Duration: 24 months
The availability of affordable Ultra-Wideband (UWB) technology and emerging commercial low-power UWB radio modules has triggered a renewed interest in UWB technology for a rapidly growing number of applications. Novel UWB radios have even the capability of performing angle of arrival and angle of departure calculations combined with accurate precision of the distance. This can open a wide range of applications in space where GNSS cannot be used. UWB is working in a similar way to GNSS exploiting fixed positions (anchors) to create an infrastructure. On the other hand, with the advance of technology, those anchors can be mobile, inexpensive, and deployed in a plug-and-play manner if they are carefully designed. Moreover in space applications where there is an existing infrastructure is important to guarantee the capability to set up it in a plug-and-play manner. To achieve this goal there are still some challenges to be addressed: 1) The UWB tags that will be acting as points are energy efficient and better self-sustaining, moreover, they offer a self-calibration capability. 2) The mobile robots-vehicles adopt adaptive and embedded algorithms to allow self-calibration and accurate positioning in these unknown areas. 3) the UWB tag and the robots can be found by each other by exploiting event-based mechanisms such as waking up the radio to improve the efficiency and effectiveness of the localization system.
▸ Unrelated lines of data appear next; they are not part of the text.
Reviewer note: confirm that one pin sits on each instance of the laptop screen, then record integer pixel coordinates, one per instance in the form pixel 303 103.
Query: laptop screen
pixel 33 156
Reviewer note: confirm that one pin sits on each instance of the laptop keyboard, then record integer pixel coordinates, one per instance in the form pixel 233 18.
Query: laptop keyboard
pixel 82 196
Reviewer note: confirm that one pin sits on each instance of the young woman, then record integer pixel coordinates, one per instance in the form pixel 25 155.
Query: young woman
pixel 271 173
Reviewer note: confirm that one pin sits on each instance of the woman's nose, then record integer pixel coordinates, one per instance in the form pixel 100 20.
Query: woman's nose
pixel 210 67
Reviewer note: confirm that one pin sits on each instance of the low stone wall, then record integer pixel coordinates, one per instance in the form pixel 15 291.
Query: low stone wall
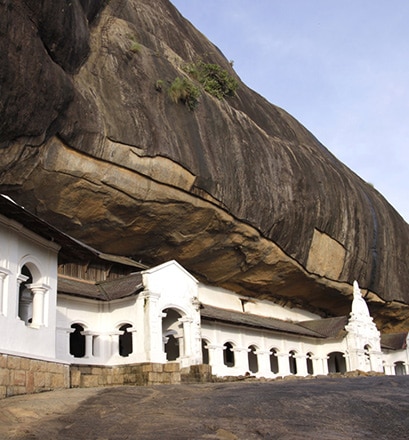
pixel 85 376
pixel 19 375
pixel 197 374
This project aims to overcome these challenges to achieve a new generation of energy-efficient and mobile embedded systems for accurate GPS-free localization and position exploited by robots and vehicles. The project will investigate the possibility to achieve self-calibrate and self-sustaining UWB anchors by exploiting energy-efficient algorithms on low-power CPU, UWB wake-up radio, low-power techniques, and energy harvesting to enable tags to form the infrastructure of the positioning system so they can be deployed during the missions.